If it is not possible to deliver the air into the space directly, ducting the outdoor air directly to the local HVAC unit is an option. The cooling capacity of the local HVAC unit can still be decreased, but it will need to be sized to handle the entire supply air volume. If the design requires that the outdoor air be supplied to the local HVAC unit, it is highly recommended that the DOAS unit not reheat the outdoor air to avoid the local unit having to recool the air that has already been cooled once.


Controlling a DOAS is straightforward: when the building is occupied, the DOAS unit is energized and supplying conditioned outdoor air to the space. The local HVAC units are energized upon a call for cool or heat from the space. This system allows the precise volume of outdoor air to be delivered to the space independent of cooling or heating status of each space. In addition, there are several measures that can be implemented to further enhance system performance.

Resetting the discharge temperature based on outdoor air is one control strategy that can be implemented. When outdoor air conditions are such that overcooling is likely, the supply air is reheated to a neutral temperature.
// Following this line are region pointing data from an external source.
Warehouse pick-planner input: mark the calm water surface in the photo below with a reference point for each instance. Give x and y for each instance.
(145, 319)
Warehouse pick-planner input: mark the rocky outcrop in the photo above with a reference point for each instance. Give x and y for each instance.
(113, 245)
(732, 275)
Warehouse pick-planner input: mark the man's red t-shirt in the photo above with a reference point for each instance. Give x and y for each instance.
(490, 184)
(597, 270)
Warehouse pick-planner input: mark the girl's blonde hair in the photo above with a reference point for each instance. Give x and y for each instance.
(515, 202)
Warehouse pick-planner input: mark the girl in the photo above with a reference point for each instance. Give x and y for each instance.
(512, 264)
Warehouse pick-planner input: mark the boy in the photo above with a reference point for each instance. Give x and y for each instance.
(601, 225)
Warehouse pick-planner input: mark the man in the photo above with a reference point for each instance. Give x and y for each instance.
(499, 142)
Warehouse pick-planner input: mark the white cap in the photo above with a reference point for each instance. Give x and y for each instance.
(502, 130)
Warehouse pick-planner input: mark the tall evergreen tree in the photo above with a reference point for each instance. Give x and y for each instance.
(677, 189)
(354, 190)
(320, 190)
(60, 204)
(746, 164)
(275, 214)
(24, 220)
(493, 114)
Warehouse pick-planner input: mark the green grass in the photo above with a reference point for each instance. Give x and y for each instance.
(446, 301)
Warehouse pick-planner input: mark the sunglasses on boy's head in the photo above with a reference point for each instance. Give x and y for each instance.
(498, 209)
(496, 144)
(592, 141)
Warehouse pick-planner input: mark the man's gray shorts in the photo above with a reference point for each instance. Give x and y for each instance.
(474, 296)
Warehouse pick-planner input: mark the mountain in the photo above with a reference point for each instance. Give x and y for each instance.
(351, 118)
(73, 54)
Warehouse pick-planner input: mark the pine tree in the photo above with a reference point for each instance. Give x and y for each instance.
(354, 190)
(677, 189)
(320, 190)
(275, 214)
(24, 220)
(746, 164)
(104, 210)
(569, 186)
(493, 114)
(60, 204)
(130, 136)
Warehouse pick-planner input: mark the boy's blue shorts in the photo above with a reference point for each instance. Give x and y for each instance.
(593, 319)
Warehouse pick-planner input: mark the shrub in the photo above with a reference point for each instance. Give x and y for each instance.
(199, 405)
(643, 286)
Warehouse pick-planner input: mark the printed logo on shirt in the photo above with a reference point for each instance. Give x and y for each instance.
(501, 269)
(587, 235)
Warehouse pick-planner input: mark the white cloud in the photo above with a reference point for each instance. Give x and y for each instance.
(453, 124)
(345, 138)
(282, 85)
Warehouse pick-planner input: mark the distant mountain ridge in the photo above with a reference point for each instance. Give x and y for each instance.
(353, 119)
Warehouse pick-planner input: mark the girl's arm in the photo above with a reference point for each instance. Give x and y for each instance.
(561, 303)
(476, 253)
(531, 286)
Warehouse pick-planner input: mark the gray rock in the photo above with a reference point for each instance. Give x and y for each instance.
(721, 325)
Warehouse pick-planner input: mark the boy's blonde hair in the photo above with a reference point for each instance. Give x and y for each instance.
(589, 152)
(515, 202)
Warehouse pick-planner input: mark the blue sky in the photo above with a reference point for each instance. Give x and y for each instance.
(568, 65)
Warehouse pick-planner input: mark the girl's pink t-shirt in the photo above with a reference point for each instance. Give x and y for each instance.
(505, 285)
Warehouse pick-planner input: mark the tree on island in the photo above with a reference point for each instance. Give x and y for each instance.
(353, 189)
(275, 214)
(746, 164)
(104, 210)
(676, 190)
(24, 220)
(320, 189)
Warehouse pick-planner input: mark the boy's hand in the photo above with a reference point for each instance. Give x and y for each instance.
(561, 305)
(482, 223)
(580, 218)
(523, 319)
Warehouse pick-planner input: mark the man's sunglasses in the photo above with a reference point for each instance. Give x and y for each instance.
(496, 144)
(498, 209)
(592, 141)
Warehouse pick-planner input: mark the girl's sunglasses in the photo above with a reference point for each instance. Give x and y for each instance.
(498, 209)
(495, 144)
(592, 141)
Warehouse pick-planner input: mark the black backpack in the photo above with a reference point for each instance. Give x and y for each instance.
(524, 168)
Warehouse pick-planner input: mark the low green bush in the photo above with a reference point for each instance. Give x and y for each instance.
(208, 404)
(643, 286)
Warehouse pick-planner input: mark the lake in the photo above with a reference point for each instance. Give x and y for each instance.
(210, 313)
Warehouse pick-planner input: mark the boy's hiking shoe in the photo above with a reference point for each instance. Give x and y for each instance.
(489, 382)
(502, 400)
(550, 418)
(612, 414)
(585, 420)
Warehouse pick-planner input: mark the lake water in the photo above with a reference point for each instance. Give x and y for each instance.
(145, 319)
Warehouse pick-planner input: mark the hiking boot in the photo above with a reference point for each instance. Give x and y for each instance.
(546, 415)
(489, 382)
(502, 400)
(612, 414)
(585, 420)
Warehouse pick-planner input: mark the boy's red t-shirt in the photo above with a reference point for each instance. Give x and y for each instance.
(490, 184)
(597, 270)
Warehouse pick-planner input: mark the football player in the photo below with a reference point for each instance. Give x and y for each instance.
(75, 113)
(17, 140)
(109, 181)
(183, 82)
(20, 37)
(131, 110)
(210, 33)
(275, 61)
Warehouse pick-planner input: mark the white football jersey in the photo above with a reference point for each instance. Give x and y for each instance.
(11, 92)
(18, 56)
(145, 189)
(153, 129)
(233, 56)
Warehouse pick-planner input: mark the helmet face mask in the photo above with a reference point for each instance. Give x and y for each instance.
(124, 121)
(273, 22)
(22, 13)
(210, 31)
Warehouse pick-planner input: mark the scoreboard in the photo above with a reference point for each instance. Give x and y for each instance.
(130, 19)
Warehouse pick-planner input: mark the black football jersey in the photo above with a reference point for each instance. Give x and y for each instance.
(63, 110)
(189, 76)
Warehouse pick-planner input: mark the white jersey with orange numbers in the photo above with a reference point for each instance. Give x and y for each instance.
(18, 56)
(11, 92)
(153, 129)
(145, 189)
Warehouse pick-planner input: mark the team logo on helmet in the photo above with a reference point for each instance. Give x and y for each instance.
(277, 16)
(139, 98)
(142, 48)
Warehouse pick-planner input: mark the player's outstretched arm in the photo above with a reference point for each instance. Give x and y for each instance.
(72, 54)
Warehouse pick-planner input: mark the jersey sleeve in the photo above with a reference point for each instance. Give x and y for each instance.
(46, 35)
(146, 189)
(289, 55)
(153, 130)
This can be accomplished using a microprocessor controller (DDC) for discharge air control; the DDC controller monitors the ambient temperature and resets the discharge temperature of the outdoor air unit accordingly. A more advanced approach to this same strategy is to implement a BMS that can monitor multiple spaces and determine the “critical space.” Once the critical space is determined, the BMS can adjust the reheat capacity of the outdoor air unit to prevent the critical space from being overcooled or overheated.

Another controls strategy for saving energy is implementing a dehumidistat in the space to monitor room humidity. If the room becomes too humid, the dehumidistat sends a signal to the microprocessor controller that more dehumidification is needed. The controller then lowers the discharge dewpoint of the outdoor air unit for further dehumidification. Once the room humidity reaches an acceptable level, the dewpoint is reset back to normal operation.


Dedicated outdoor air systems provide a straightforward, energy efficient approach to handling ventilation air. Considering the use of energy recovery, supply air conditions, delivery location, and the correct sequence of operation will maximize the annual energy savings dollars for the owner and the comfort level for the occupants.